OkCupid accetta di risolvere le accuse della FTC di aver condiviso le foto degli utenti con una società di riconoscimento facciale senza consenso. L’accordo mira a prevenire simili violazioni della privacy in futuro.
OkCupid, la popolare piattaforma di incontri online, ha accettato di risolvere le accuse della Federal Trade Commission (FTC) secondo cui ha ingannato milioni di utenti condividendo le loro foto con una società di riconoscimento facciale di terze parti a loro insaputa o senza il loro consenso. Sebbene la società non abbia ammesso illeciti, l'accordo richiede che si astenga dal fornire simili presunte false dichiarazioni in futuro.
Secondo la denuncia della FTC, nel 2014 la società di riconoscimento facciale Clarifai ha contattato uno dei fondatori di OkCupid e successivamente gli è stato concesso l'accesso a quasi tre milioni di foto degli utenti OkCupid, insieme ai dati demografici e sulla posizione di tali utenti.

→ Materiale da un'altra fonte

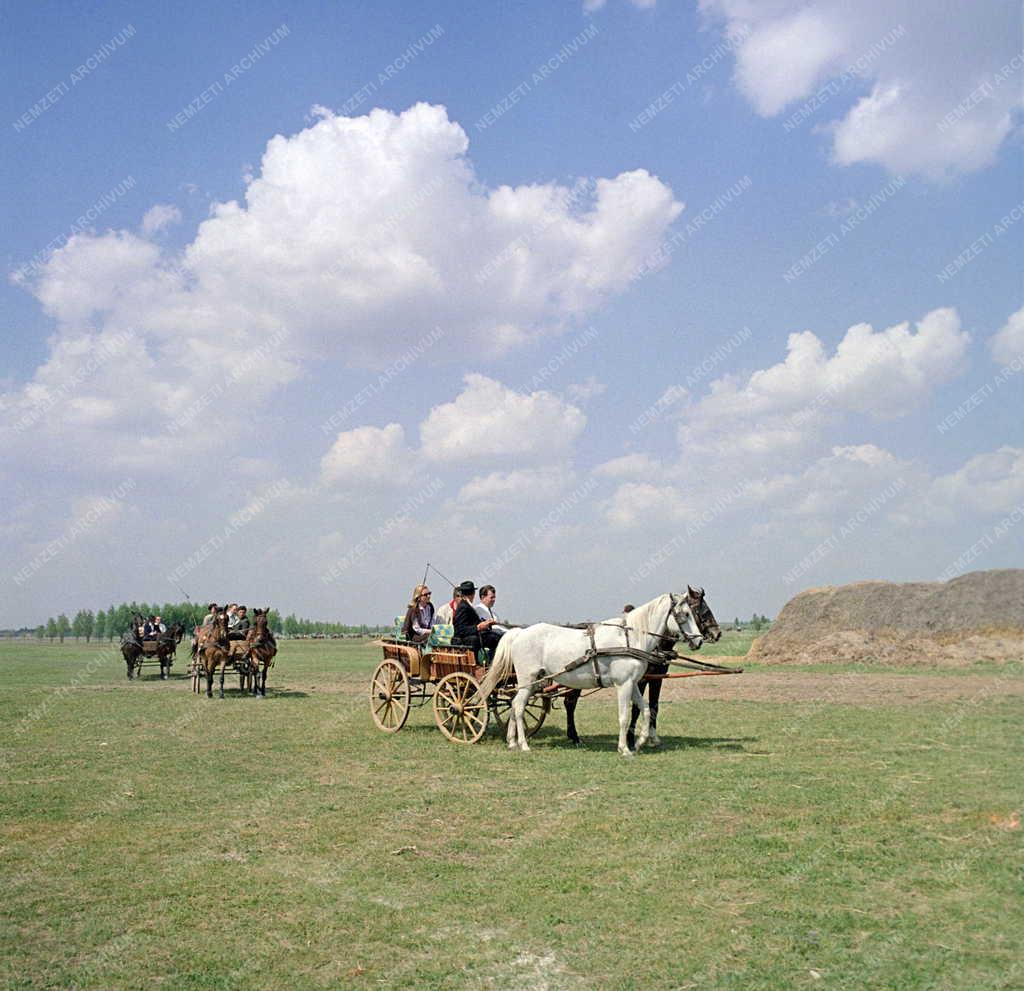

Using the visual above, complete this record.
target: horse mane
[624,592,671,633]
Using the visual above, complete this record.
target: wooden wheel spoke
[433,671,488,743]
[370,658,410,733]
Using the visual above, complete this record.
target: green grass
[0,641,1024,991]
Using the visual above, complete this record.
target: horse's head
[686,585,722,644]
[668,586,722,650]
[666,592,703,650]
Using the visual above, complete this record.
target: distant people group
[136,616,167,640]
[401,580,508,654]
[197,602,252,640]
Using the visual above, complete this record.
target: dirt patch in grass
[662,657,1024,705]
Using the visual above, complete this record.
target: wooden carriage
[370,637,551,743]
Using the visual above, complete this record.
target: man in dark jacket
[227,606,249,640]
[452,581,502,654]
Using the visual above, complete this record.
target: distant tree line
[29,602,384,643]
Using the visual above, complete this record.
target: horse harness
[562,619,675,688]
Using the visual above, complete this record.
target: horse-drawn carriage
[188,609,278,698]
[370,627,551,743]
[121,616,184,681]
[370,587,741,755]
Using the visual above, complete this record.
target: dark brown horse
[196,612,230,698]
[246,608,278,698]
[562,585,722,749]
[157,622,185,681]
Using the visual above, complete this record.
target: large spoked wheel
[490,688,551,736]
[370,660,409,733]
[434,671,487,743]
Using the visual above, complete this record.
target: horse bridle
[670,593,706,650]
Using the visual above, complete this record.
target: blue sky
[0,0,1024,624]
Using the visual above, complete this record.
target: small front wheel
[434,671,487,743]
[370,660,409,733]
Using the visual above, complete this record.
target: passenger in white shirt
[473,585,508,633]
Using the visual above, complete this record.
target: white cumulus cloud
[420,374,587,462]
[700,0,1022,177]
[680,308,970,455]
[321,423,415,485]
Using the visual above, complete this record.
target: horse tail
[479,629,522,698]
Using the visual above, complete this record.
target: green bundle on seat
[430,622,455,647]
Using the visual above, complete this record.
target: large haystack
[750,569,1024,666]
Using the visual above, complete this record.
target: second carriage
[370,628,551,743]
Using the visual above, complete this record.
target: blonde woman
[401,585,434,644]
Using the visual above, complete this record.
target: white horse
[480,592,714,757]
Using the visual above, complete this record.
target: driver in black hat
[452,580,502,651]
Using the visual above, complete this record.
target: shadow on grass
[530,729,761,753]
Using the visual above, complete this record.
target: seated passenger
[227,606,249,640]
[452,581,503,651]
[203,602,217,627]
[474,585,509,630]
[401,585,434,644]
[434,588,462,623]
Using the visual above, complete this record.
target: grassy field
[0,641,1024,991]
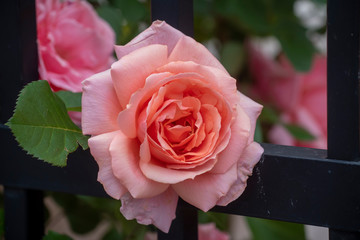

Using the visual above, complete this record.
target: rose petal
[157,62,238,106]
[115,21,184,59]
[89,131,127,199]
[110,131,168,198]
[169,36,228,74]
[117,72,171,138]
[111,44,167,109]
[140,137,216,184]
[173,164,237,212]
[211,103,253,173]
[215,142,264,206]
[120,188,178,233]
[81,70,122,135]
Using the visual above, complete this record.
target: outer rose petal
[169,36,227,73]
[216,142,264,206]
[110,131,169,198]
[173,164,237,212]
[111,44,167,109]
[89,131,127,199]
[120,188,178,233]
[81,70,122,135]
[115,21,185,59]
[211,97,254,173]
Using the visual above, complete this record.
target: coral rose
[36,0,115,92]
[82,21,263,232]
[249,43,327,149]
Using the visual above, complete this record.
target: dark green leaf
[282,123,315,141]
[56,91,82,112]
[6,81,88,166]
[246,217,306,240]
[43,231,72,240]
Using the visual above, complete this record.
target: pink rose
[249,43,327,149]
[82,21,263,232]
[144,223,230,240]
[36,0,115,92]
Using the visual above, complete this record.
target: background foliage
[0,0,326,240]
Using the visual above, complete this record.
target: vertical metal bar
[327,0,360,161]
[158,204,198,240]
[151,0,194,37]
[151,0,198,240]
[4,186,44,240]
[327,0,360,240]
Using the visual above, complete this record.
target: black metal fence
[0,0,360,240]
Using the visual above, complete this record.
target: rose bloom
[249,43,327,149]
[144,223,230,240]
[82,21,263,232]
[36,0,115,92]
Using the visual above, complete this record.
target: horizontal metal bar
[0,129,360,231]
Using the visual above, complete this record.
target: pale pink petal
[157,61,238,104]
[81,70,122,135]
[238,92,263,143]
[173,164,237,212]
[115,21,184,59]
[120,188,178,233]
[140,137,216,184]
[211,106,253,173]
[89,131,127,199]
[169,36,228,74]
[110,131,169,198]
[111,44,167,109]
[215,142,264,206]
[117,72,172,138]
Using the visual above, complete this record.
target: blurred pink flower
[36,0,115,92]
[144,223,230,240]
[248,45,327,149]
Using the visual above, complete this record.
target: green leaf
[43,231,72,240]
[282,123,315,141]
[246,217,306,240]
[6,80,88,166]
[55,91,82,112]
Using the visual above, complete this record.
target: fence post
[327,0,360,240]
[4,186,44,240]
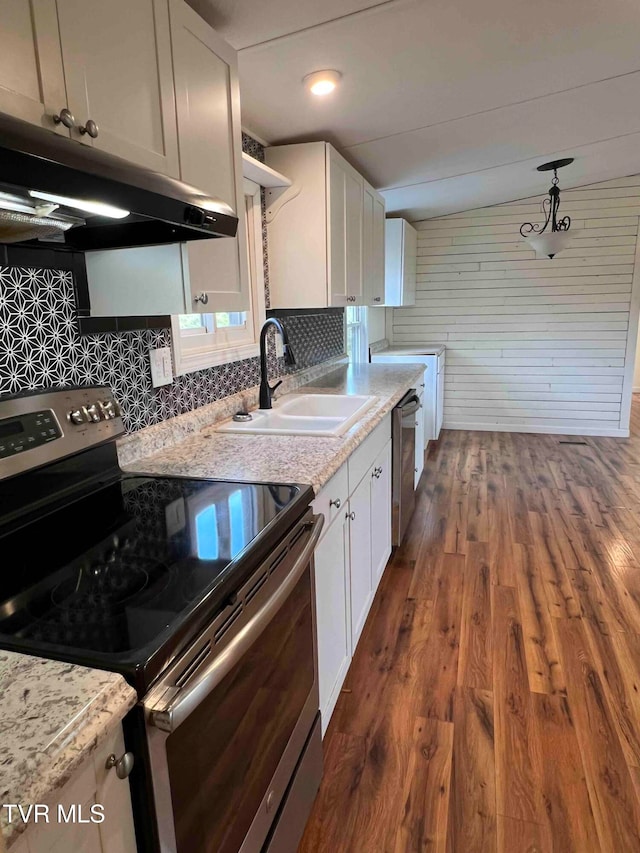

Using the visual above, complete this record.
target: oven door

Questa presunta pratica violava la politica sulla privacy di OkCupid, secondo la quale l'app non avrebbe condiviso i dati dell'utente con terze parti senza consenso.

L'accordo segna uno sviluppo significativo nel dibattito in corso sull’uso della tecnologia di riconoscimento facciale e sulla protezione dei dati personali. I difensori della privacy mettono in guardia da tempo sul potenziale abuso e uso improprio di tali tecnologie, in particolare quando vengono implementate senza la conoscenza o il consenso delle persone coinvolte.
In questo caso, la FTC sostiene che le azioni di OkCupid non solo hanno violato le sue stesse politiche sulla privacy dichiarate, ma anche non hanno informato adeguatamente gli utenti su come venivano utilizzate le loro informazioni personali. Questa mancanza di trasparenza ha sollevato preoccupazioni sull'impegno dell'azienda nel proteggere la privacy e la sicurezza dei dati dei propri utenti.

L'accordo richiede a OkCupid di astenersi dal fare simili presunte dichiarazioni false in futuro e di implementare un programma completo sulla privacy che sarà soggetto a controlli indipendenti. Questa mossa è vista come un passo verso una maggiore responsabilità e trasparenza nel settore degli appuntamenti online, dove la fiducia e la privacy degli utenti sono diventate considerazioni sempre più importanti.
Poiché l'uso della tecnologia di riconoscimento facciale continua ad espandersi, questo caso serve a ricordare l'importanza di salvaguardare i dati personali e di garantire che le aziende siano trasparenti su come raccolgono, utilizzano e condividono le informazioni degli utenti. L'accordo con OkCupid può anche aprire la strada a ulteriori controlli e azioni normative in questo settore in rapida evoluzione e sempre più sensibile.
L'accordo con OkCupid evidenzia la necessità di robuste protezioni della privacy dei dati e gli sforzi continui per trovare un equilibrio tra l'innovazione tecnologica e i diritti fondamentali degli individui. Poiché il settore degli appuntamenti online e il panorama digitale più ampio continuano a evolversi, questo caso funge da ammonimento e da appello a una maggiore vigilanza nella protezione della privacy degli utenti e nel garantire che le aziende siano ritenute responsabili delle loro pratiche relative ai dati.